Friday, April 18, 2008

Road accident injury claims rising, questions raised

Claims are sometimes larger than those for repairs, and they are driving premiums up

Motor insurers, which have been battling the scourge of inflated repair bills for years, are now facing a new monster: injury claims arising from road accidents, and not all of them appear to be genuine.

Industry players said the claims, which are sometimes many times larger than those for vehicle repairs, are costing insurers an arm and a leg in payouts and driving premiums up for motorists.

One leading insurer said it received on average 300 injury claims a month last year - more than double the 140 a month it received in 2006.

Another top motor insurer, Axa Insurance, said its volume this year has already exceeded last year's by up to 20 per cent, with whiplash, cuts and abrasions forming the bulk of claims.

'There is a worry about a rising trend in orchestrated injury claims,' Mr Derek Teo, president of the General Insurance Association (GIA), told The Sunday Times. 'Very often, they would pertain to whiplash, which is hard to substantiate or refute.'

Last month, the GIA announced an initiative which it hopes will reduce inflated claims. From next month, motorists involved in an accident will have to inform their insurers within 24 hours.

Industry sources said this was because people were less likely to lie or would have fewer opportunities to collaborate with workshops to submit inflated claims within the first 24 hours of an accident.

But observers pointed out that the new plan would not address rising injury claims, which were sometimes filed days after an accident.

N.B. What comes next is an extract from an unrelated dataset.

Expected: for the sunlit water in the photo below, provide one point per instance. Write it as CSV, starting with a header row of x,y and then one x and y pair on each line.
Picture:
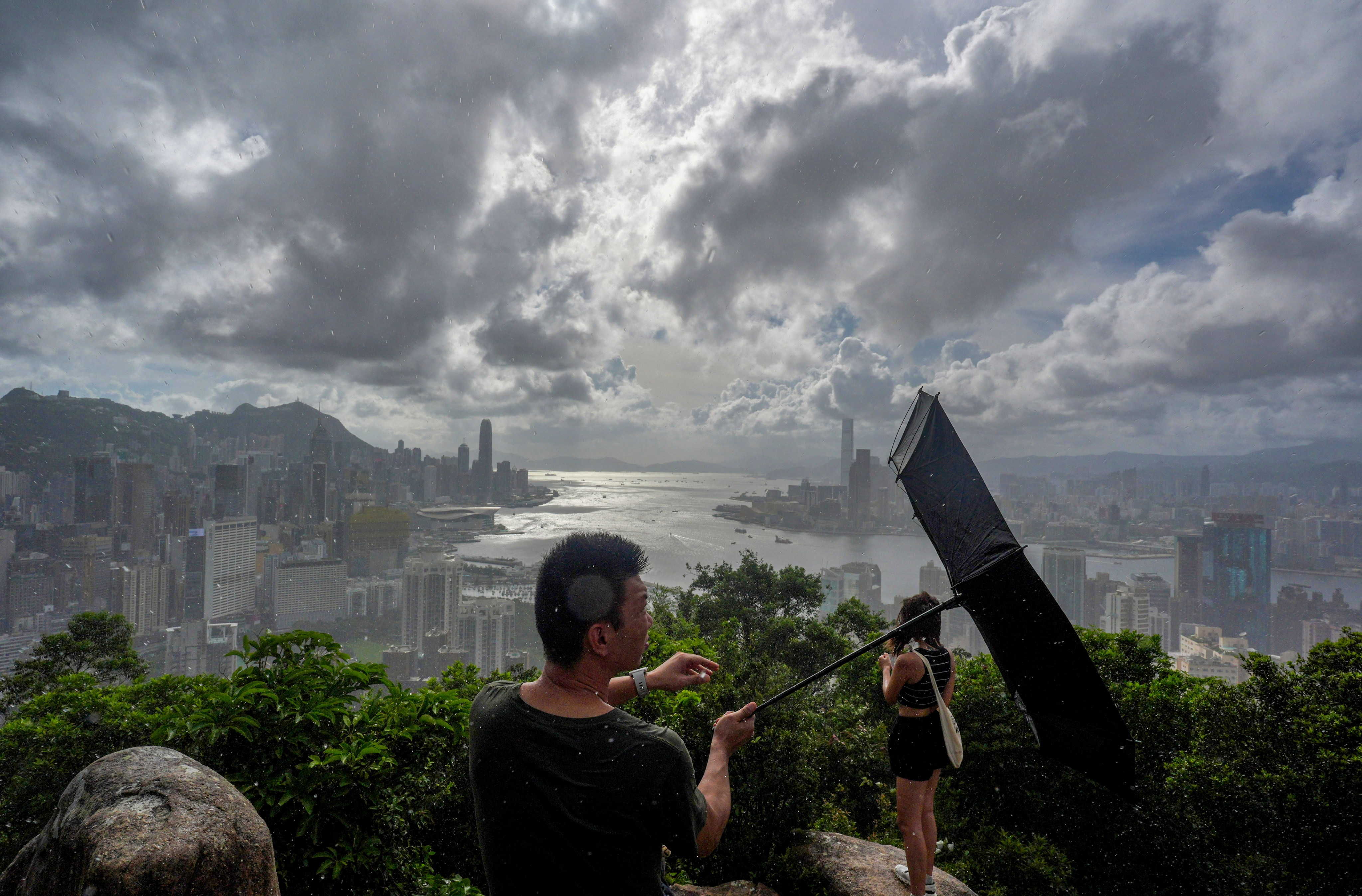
x,y
672,515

Police statistics show that over 44,000 people were 'slightly injured' on the road between 2003 and last year.

The annual figure crossed the 10,000-mark last year to hit 10,250 - 30 per cent more than in 2003 and outpacing the 16.5 per cent growth in vehicle population since then.

Private investigator Louis Amalorpavanathan of GLA Claims Adjusting and Investigation Services said injury claims have shot up over the last year. He blamed lawyers.

'Most insurance companies are now encouraging direct settlement for repair claims, bypassing lawyers who used to be involved,' he said.

He explained that this resulted in less business for some lawyers who specialised in accident claims, prompting them to scour for injury cases to represent.

Lawyer Monoj Kumar Roy, 47, had this to say in retort: 'That's an unfair statement. Many people in the past did not know they could claim for injuries. How can lawyers drive injury claims if there are no injuries?'

He added: 'Admittedly, there are odd cases of fakes. If insurers think there is no injury, they should fight the case and get it thrown out.'

Another new development could affect the business of lawyers. As of last month, disputes arising from non-injury motor accident claims below $1,000 are no longer heard in court. Instead, they go straight to the Financial Industry Disputes Resolution Centre (Fidrec), an independent resolution centre set up in 2005.

The Sunday Times understands the $1,000 cap may be reviewed - and possibly raised - in future.

According to industry sources, the Subordinate Courts may soon make a similar move to outsource injury claim disputes to Fidrec because the number of such cases had exploded.

The Subordinate Courts said a workplan rolling out soon would include changes in this area, but declined to go into details of injury claims being handled now.

The move to divert non-injury accident claim disputes to Fidrec is expected to shave about 1,000 cases off the courts' workload.